翠色の瞳に、氷柱の光が反射して揺らめいているようにも見える。
私の言葉をきちんと理解しているのかはわからないけれど、目を逸らさないと言うことは少しは伝わっていると思ってもいいのかもしれない。
私は息を吐いて「つまりですね」と腰を曲げた。
急に距離を縮めてにっこりと微笑む私に、ユルは驚いたのか、びくっとしながら少しだけ後ろに下がった。
「あんな風に、頼まれたから見せるような力ではないということです。あなた自身が納得していない状態で、むやみに使ってしまうと、ありがたみが感じられなくなってしまいますよ」
「……先生だって、ソルたちに使ってるのに……」
「あれは愛を持って使っているからいいんです」
「…………」
言い切る私に、ユルは納得したのかしていないのかわからないような顔で「変なの」と呟いた。
「先生、そんな風に話せるなら、さっきの大人たちに言い返してやればよかったのに」
「さっきの大人? 言い返すって、何をですか?」
はて。という顔をしていれば、ユルは「先生が気にしてないならいい」と踵を返して歩き出した。
まさか、さっき散々嫌味を言われたから、それに対して言っているのかな?
少し首を傾げて、ユルの後姿を眺めてしまう。
だとしたら……そうだな。

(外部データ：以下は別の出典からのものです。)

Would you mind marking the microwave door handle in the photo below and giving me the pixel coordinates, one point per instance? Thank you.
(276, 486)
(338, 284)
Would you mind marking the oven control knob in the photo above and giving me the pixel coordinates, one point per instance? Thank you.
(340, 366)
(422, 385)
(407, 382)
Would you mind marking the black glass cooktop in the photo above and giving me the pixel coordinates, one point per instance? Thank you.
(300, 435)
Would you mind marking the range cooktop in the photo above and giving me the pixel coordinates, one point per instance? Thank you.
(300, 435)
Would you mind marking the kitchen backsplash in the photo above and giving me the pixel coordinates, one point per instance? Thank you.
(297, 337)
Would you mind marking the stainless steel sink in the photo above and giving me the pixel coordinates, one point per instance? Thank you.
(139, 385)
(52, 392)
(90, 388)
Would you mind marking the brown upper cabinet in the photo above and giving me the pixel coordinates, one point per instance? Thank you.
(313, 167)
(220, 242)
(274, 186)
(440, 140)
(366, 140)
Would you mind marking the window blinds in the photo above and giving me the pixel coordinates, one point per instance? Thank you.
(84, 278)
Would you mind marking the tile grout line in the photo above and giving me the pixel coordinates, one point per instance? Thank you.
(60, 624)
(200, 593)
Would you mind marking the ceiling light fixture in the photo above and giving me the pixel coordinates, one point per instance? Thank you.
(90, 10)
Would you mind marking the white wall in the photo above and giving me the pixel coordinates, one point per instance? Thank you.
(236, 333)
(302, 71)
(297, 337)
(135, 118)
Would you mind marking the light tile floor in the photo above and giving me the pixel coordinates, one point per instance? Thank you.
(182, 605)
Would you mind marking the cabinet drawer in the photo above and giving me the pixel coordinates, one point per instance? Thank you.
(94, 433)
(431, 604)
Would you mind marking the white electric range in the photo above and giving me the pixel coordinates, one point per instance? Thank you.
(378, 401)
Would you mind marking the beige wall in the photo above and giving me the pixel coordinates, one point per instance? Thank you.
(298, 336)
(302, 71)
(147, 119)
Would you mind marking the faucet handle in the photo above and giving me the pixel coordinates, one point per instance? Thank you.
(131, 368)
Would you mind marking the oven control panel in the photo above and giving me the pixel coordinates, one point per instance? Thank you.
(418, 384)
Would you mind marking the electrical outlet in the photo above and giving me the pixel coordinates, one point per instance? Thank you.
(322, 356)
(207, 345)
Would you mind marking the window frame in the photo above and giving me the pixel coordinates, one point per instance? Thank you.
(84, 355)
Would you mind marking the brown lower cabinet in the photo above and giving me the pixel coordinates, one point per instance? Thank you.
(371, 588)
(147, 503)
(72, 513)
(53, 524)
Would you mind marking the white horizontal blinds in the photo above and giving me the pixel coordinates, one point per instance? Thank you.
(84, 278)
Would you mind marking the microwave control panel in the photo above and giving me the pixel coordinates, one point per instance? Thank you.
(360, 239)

ちょっとだけ。
「待ってください、もしかして私を心配してくださったんですか?」
「心配したのではなく、先生って、頭の回転が速いときと遅いときの差が激しいのかなって」
「……ユル様、それはちょっと傷つきますよ……」
そこはかとなく、魔塔主の毒舌に似たものを感じつつ。
ちょっとだけ……嬉しい気持ちになりつつ、私はユルの隣についたのだった。